I know for a fact that not every child is a nail biter because of my three kids; one of them has never bitten his nails. This is an incredibly common “bad habit,” however, and one that some parents fight hard to combat. But, can you as a parent actually stop a child from biting his or her nails or is it just something they will need to outgrow?

There have been times when I haven’t wondered that nail biting is some sort of natural human/mammal behavior that just hasn’t been bred out of us yet with evolution. I’m sure it served a purpose back before there were tools like nail clippers but in our modern age, it is unacceptable. Our kids don’t know that of course, and often before we can stop it– a bad habit is born.

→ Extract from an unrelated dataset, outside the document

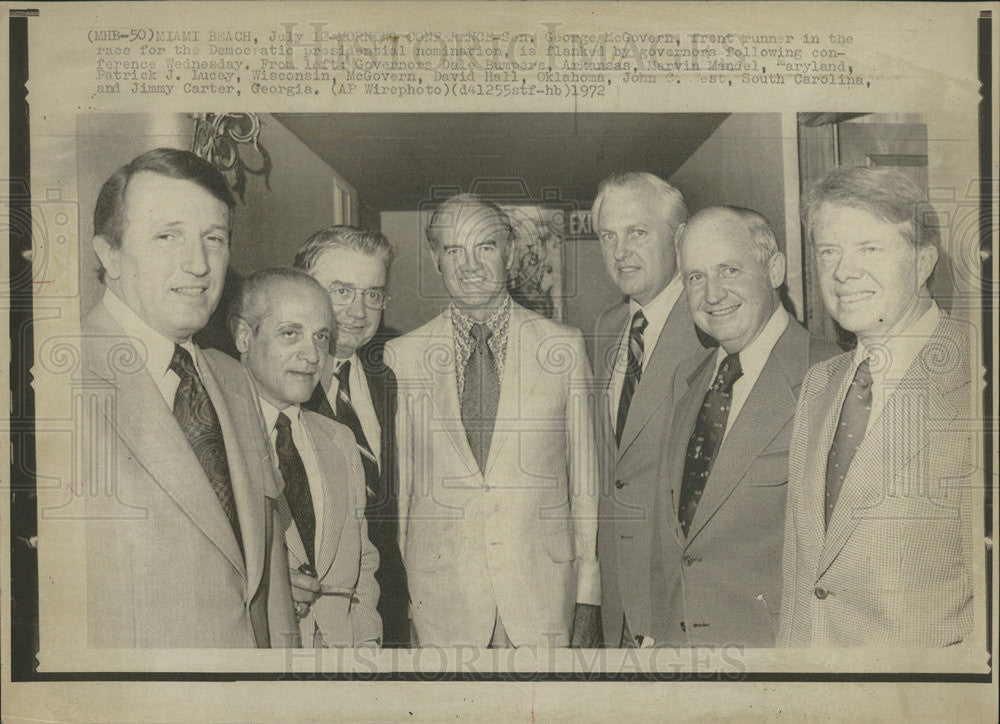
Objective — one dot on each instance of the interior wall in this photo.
(740, 165)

Some children progress directly from thumb-sucking to biting their fingernails while others pick up the habit in response to stress.

So, what can you do? There are products that are supposed to deter thumb sucking and biting the fingernails and these might work for some. The more tenacious kids just won’t be deterred however and parents may worry about what they might be ingesting. I have also heard that some parents have had luck stopping the nail biting by painting the fingernails–some children won’t bite them if their nails can look “pretty” or “cool.”

Other parents have had success with bribes or rewards. There are definitely those kids who will respond to goal-setting and a promised reward–a special treat or trip or activity if they go a certain number of days without biting their nails. The only thing is that all of these parental efforts can backfire and make a child feel self-conscious and/or as if mom or dad is being judgmental. What starts out as a bad habit can turn into a complex or something much bigger with TOO MUCH attention. Some of us parents choose to let nail biting be one of those “little things” that we ignore. Unless a child is hurting himself or the nail biting is a symptom of something much larger, it will probably be something that he eventually outgrows and decides to stop on his own. If nail biting is a reaction to stress, helping the child learn other coping skills and addressing the stress issues may have a more positive affect all around.

Any other ideas or suggestions for combating (or not) nail biting?